VALIDATION: Summary fits one screen. Recommended actions reference specific queries + pages.

============================================================
=== SELF-REVIEW ===
============================================================

- **Complete**: API client + schema + cron + 4 analyses + reports?
- **Robust**: Handles 2k/day URL inspection cap? Survives API rate limits?
- **Clean**: SQLite/Postgres choice transparent? CSVs Excel-friendly?
- **GSC-credible**: Would an SEO consultant who lives in GSC daily accept the analyses?

Common gap: forgetting `dataState=final` vs `all` and getting estimated data that shifts next day.

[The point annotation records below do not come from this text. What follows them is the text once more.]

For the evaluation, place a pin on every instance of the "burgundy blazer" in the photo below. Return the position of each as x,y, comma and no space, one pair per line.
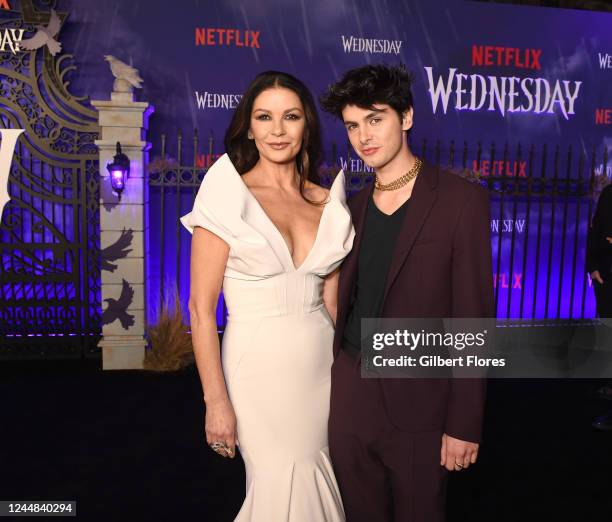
441,267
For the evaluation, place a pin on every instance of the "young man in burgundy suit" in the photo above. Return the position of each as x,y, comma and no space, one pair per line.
422,250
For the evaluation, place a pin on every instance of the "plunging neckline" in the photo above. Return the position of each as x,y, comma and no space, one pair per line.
279,233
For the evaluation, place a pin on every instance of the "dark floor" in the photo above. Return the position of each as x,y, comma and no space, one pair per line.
129,445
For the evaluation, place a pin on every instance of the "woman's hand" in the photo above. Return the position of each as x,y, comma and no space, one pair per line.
220,427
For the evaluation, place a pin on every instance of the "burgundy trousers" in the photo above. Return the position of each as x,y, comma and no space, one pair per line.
384,474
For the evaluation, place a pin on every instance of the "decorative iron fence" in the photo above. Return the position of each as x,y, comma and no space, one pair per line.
49,232
542,200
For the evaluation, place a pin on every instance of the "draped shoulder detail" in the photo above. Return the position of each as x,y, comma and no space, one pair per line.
336,231
225,206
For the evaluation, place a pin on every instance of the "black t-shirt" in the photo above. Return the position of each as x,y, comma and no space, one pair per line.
375,254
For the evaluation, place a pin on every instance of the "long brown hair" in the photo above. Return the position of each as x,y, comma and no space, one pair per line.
243,152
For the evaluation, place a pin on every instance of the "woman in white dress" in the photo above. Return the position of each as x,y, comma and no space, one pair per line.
273,240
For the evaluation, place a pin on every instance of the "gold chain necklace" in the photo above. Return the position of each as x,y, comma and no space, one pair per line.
402,180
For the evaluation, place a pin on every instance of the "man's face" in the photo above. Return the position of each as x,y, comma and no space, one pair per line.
377,134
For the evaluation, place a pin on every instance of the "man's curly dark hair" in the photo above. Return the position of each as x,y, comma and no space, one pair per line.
368,85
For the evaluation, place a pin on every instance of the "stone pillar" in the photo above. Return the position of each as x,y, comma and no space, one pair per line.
123,232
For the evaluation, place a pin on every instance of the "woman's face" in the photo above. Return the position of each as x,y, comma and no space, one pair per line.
277,124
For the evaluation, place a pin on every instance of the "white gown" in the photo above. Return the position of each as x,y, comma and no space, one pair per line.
277,348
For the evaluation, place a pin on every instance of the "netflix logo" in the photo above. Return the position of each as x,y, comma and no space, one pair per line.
505,280
603,116
493,56
209,37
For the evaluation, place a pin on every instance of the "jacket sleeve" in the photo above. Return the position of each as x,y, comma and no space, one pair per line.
472,297
595,236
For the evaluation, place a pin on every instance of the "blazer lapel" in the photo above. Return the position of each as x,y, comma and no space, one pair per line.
422,199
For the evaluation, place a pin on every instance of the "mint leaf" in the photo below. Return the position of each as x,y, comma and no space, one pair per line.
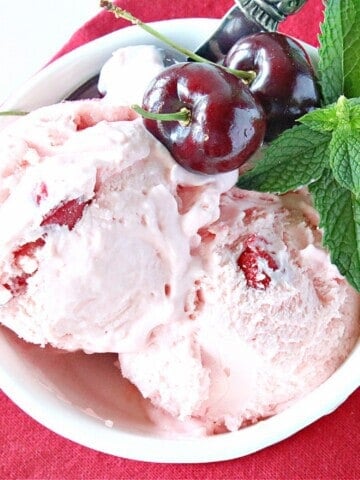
294,159
339,211
326,119
321,119
339,63
344,158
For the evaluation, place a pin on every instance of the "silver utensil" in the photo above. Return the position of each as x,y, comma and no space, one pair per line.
244,18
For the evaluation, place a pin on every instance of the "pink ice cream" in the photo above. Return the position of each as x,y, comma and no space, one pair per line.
221,304
95,250
268,320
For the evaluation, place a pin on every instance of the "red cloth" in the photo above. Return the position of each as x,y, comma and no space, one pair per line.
328,449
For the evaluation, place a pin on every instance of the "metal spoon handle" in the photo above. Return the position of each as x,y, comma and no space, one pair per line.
244,18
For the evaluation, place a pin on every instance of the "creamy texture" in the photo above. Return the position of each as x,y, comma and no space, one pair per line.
249,351
221,304
125,266
125,76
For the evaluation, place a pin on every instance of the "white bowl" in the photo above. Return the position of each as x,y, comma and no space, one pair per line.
81,397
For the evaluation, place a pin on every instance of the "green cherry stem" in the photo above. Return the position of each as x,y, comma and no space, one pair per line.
183,116
246,76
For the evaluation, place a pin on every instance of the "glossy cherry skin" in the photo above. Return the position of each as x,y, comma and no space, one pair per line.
226,126
285,84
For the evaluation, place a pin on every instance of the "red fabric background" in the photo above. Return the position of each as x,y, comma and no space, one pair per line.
328,449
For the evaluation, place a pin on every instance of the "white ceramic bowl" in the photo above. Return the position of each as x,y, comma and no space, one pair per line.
81,397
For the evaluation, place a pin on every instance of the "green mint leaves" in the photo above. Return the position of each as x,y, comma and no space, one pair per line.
323,151
339,63
339,211
291,161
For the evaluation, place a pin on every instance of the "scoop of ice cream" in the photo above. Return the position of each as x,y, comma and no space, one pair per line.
126,75
269,318
98,226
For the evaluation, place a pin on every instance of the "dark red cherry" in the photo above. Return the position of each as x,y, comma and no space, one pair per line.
285,84
223,125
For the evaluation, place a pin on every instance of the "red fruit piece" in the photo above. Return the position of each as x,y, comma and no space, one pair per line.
225,124
251,261
17,285
41,193
29,248
68,213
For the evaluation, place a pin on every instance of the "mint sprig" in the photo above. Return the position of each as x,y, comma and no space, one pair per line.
291,161
323,151
339,60
339,211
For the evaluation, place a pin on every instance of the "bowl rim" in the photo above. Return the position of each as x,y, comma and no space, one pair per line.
88,431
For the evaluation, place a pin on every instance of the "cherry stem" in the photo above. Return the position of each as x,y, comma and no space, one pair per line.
183,115
247,76
13,112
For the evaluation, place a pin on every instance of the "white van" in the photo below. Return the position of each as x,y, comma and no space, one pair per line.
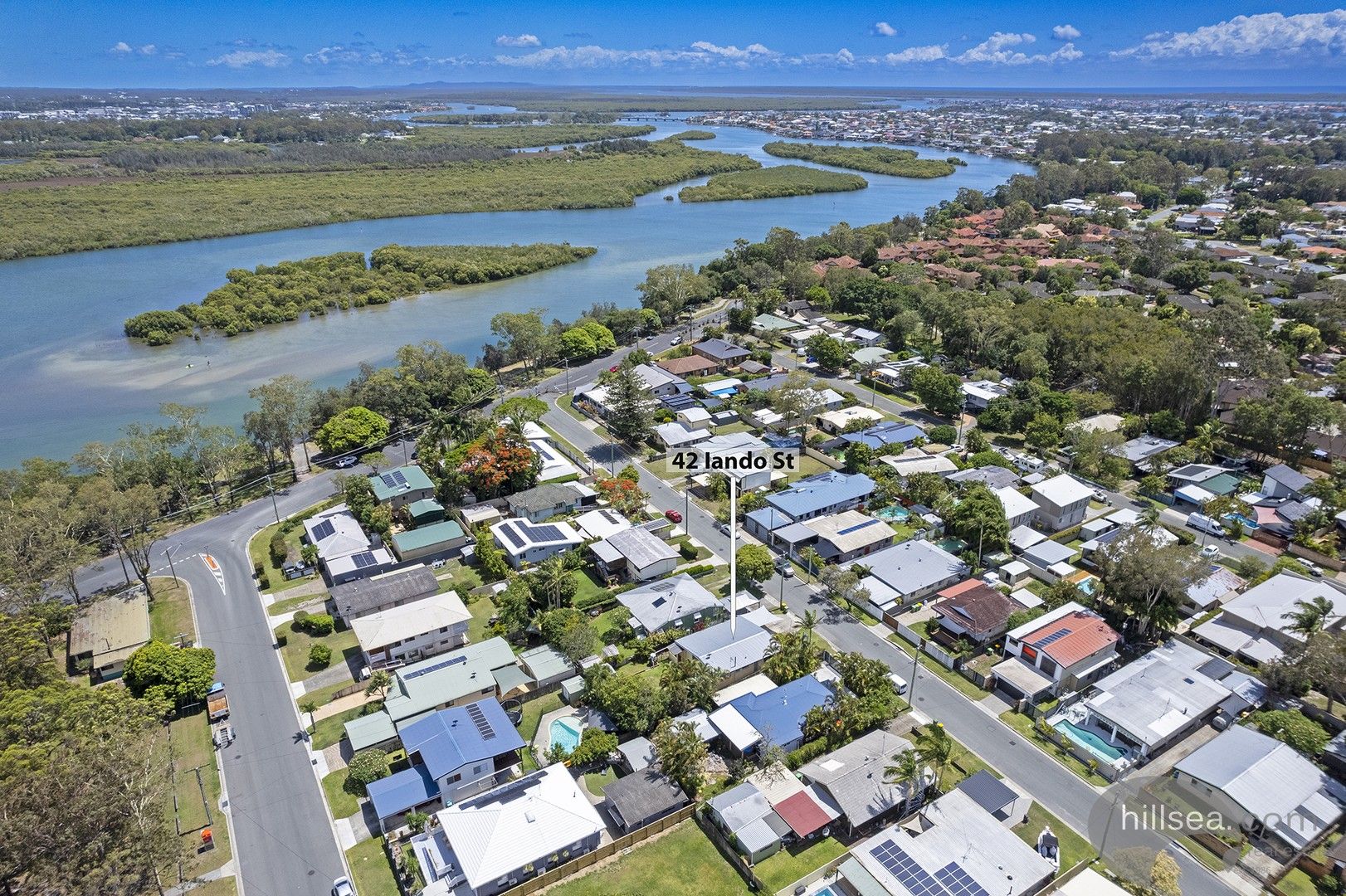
1205,523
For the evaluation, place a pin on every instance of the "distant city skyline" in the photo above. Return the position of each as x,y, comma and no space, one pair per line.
142,43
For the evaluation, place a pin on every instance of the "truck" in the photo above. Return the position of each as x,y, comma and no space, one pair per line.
217,703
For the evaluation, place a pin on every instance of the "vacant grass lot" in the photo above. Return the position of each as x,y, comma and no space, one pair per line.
170,614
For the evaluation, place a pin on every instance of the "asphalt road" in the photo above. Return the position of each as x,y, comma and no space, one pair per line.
283,837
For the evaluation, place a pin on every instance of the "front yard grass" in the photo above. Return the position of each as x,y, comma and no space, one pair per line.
344,805
298,643
370,869
664,865
793,863
1023,724
170,614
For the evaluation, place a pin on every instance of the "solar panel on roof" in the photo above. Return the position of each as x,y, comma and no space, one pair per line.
484,725
512,536
958,881
1053,638
417,673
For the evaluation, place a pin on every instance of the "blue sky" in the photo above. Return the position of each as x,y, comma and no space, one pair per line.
138,43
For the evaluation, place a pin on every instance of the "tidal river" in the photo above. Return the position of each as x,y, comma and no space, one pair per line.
71,377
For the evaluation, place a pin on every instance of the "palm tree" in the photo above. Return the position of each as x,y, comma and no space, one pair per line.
908,770
937,750
1310,616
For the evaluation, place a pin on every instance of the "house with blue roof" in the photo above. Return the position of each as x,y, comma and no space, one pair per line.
456,753
824,494
777,716
890,432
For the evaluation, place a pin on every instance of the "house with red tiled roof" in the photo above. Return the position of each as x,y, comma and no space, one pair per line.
975,611
1062,650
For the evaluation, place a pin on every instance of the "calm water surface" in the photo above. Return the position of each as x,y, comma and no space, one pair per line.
71,377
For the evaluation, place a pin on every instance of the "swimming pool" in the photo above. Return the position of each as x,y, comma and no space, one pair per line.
1090,740
566,732
897,514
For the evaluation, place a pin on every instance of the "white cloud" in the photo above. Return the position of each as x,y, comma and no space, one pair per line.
246,58
930,53
1000,49
1268,32
521,41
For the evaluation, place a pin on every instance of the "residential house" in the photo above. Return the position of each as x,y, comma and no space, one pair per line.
527,543
1267,789
372,595
402,486
106,631
855,779
495,841
543,502
1062,650
422,629
463,677
642,798
1256,626
953,846
436,541
724,354
1160,699
973,611
1062,502
671,603
847,536
634,554
908,572
462,751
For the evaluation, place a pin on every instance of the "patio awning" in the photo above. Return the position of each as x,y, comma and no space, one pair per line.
1025,679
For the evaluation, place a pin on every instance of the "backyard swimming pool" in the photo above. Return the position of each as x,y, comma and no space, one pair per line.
1090,740
566,732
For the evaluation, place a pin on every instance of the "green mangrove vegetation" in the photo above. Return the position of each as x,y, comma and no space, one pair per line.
900,163
772,183
285,291
54,220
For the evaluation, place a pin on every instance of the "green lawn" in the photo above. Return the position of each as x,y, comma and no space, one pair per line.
298,643
313,603
789,865
478,627
956,681
664,865
330,729
193,748
170,614
344,805
370,869
1075,848
1023,725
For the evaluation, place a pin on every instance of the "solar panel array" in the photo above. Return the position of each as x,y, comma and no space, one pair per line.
417,673
484,725
512,536
1053,638
950,880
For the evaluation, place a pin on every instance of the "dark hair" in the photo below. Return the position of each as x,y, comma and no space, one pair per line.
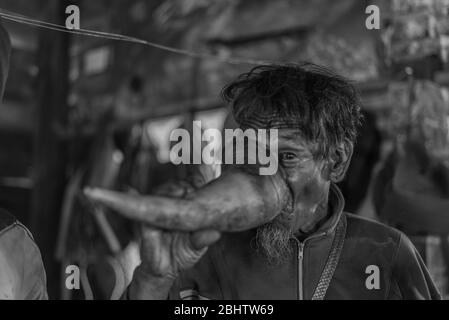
322,105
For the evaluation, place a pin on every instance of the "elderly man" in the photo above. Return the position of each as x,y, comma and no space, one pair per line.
22,274
314,251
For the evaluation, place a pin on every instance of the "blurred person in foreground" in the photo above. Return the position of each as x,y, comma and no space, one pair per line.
316,250
22,274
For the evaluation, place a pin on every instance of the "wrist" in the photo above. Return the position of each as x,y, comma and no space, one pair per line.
148,286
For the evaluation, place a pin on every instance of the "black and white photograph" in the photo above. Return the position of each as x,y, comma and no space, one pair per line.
243,151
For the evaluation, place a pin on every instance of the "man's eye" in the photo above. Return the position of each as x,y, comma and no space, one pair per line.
288,156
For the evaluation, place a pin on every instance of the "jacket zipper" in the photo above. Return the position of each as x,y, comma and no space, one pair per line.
300,252
300,271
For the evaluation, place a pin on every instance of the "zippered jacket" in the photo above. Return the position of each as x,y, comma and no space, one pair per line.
347,258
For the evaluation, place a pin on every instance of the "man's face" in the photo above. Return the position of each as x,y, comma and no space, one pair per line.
309,182
307,178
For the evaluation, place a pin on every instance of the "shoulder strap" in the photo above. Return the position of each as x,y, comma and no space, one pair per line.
6,220
332,260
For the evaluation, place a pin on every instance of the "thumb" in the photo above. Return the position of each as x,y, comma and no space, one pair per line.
204,238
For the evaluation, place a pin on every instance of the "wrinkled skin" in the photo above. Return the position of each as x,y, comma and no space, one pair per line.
165,254
309,180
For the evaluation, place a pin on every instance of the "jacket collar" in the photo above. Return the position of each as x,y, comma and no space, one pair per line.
336,206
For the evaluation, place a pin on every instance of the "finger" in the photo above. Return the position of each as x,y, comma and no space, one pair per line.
205,238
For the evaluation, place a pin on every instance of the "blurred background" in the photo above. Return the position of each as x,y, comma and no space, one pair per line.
90,111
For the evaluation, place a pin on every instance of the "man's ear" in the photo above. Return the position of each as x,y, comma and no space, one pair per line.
340,160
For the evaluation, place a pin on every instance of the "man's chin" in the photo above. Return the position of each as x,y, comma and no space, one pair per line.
274,241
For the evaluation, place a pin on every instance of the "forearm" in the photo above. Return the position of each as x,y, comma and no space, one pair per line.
145,286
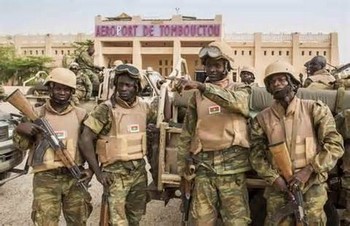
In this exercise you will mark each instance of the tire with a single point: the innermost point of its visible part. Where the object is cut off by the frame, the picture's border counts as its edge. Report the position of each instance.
(4, 176)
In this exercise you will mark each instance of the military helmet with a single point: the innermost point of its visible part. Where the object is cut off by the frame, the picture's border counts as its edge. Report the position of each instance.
(280, 67)
(217, 50)
(130, 70)
(62, 76)
(74, 65)
(248, 69)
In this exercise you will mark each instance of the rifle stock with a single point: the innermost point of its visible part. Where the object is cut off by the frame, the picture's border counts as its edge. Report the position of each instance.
(18, 100)
(104, 212)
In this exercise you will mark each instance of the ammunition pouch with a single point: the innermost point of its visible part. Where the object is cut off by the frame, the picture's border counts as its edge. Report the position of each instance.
(124, 147)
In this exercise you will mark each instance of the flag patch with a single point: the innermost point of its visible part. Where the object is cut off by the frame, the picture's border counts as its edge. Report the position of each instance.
(61, 134)
(134, 128)
(214, 109)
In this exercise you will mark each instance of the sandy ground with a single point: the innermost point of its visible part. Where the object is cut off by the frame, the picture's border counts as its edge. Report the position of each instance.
(16, 200)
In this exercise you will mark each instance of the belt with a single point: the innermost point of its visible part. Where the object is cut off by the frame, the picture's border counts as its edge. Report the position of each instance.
(63, 170)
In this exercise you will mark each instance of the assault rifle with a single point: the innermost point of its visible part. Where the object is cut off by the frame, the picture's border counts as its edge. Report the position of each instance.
(104, 212)
(18, 100)
(295, 204)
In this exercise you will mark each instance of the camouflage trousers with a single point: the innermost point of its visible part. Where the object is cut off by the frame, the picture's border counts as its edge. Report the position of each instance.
(226, 195)
(53, 191)
(345, 180)
(314, 201)
(127, 197)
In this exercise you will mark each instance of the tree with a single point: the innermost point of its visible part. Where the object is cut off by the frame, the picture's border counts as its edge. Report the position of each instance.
(18, 68)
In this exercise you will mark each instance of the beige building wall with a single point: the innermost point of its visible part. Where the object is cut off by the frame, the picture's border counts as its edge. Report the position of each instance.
(158, 43)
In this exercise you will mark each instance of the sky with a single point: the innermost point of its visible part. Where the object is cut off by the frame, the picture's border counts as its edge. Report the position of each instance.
(239, 16)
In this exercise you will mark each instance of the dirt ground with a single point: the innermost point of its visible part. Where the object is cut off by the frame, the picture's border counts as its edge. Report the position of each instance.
(16, 200)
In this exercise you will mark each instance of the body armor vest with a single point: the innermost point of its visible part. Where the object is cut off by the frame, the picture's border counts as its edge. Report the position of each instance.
(217, 128)
(127, 137)
(296, 126)
(67, 129)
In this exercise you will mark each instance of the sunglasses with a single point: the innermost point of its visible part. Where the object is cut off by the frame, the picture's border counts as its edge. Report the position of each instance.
(211, 51)
(130, 69)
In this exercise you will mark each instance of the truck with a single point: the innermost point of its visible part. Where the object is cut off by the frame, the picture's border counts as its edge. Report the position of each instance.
(10, 156)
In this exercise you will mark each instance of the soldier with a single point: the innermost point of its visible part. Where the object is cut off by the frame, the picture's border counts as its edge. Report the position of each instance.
(247, 76)
(215, 136)
(311, 149)
(86, 61)
(318, 76)
(54, 188)
(118, 126)
(2, 93)
(83, 87)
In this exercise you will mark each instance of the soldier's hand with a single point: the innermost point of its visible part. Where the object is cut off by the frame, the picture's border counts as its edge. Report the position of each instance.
(188, 84)
(105, 178)
(280, 184)
(28, 129)
(86, 176)
(301, 177)
(87, 96)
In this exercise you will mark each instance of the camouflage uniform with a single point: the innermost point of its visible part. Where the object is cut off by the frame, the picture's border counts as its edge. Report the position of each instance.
(220, 186)
(55, 189)
(84, 87)
(343, 125)
(2, 93)
(127, 195)
(330, 149)
(321, 79)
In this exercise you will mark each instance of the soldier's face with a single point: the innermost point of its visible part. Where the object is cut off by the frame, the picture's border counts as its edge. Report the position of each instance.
(61, 94)
(126, 88)
(215, 69)
(247, 77)
(277, 83)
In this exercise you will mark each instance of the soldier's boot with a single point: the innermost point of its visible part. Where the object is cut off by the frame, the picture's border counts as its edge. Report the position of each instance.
(346, 214)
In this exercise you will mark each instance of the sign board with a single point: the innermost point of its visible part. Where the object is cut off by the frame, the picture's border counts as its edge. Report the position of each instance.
(158, 30)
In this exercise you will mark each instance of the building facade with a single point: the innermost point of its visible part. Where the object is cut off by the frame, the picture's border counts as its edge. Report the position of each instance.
(159, 43)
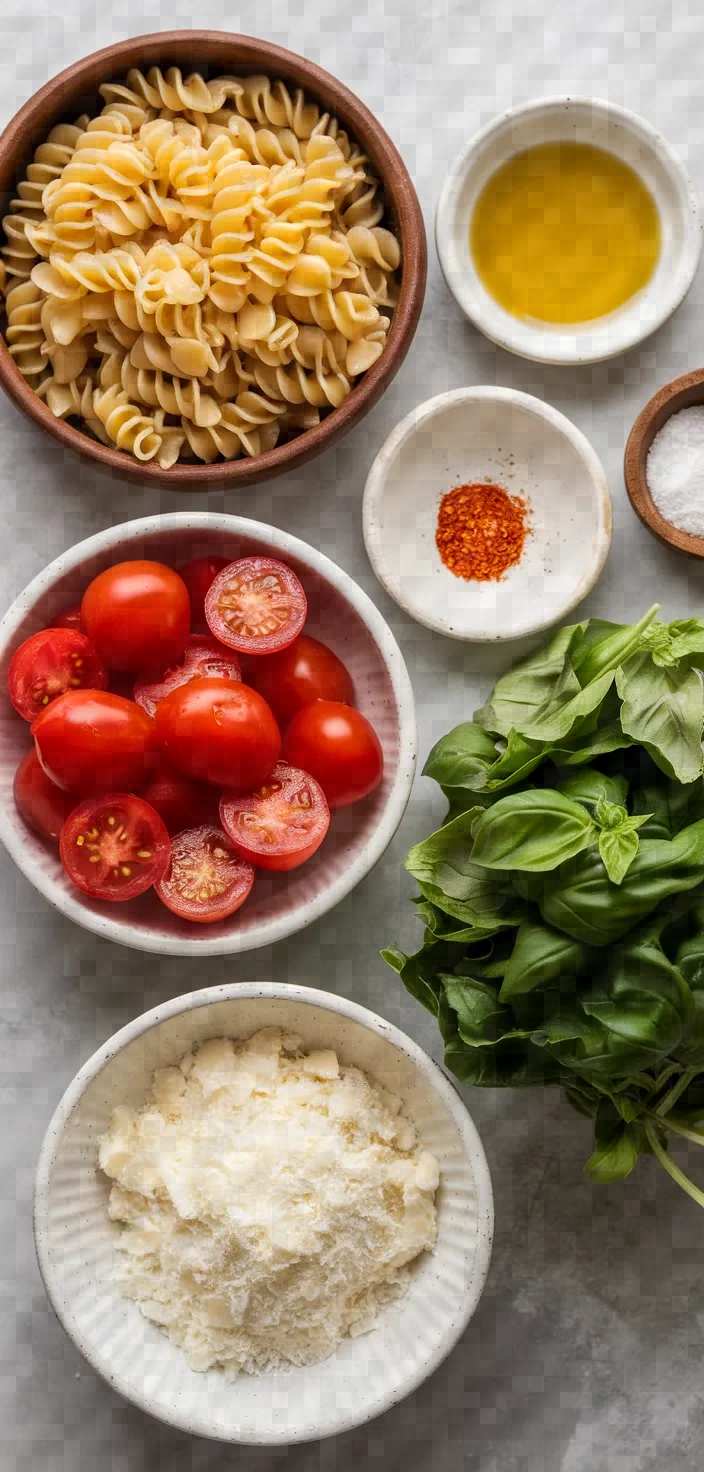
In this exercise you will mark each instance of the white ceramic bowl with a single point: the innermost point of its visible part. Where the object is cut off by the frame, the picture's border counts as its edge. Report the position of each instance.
(77, 1243)
(342, 616)
(632, 140)
(504, 437)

Confirm which is used in each query.

============================================================
=== LEARNINGS CAPTURE ===
============================================================

`~/.claude/skills/gsc-pull/LEARNINGS.md`.

============================================================
=== STRICT RULES ===
============================================================

- Never query `dataState="all"` and then declare the data stable. Use `final` for analytical work.
- Never hit URL Inspection > 2,000/day per property — it's a hard cap.
- Never lose history. Start persisting NOW even if the user isn't analyzing yet.
- Never analyze without WoW/MoM/YoY context. Absolute numbers without comparison are vanity.
- Always classify click loss into the four root-cause buckets. "Clicks down" without attribution is useless.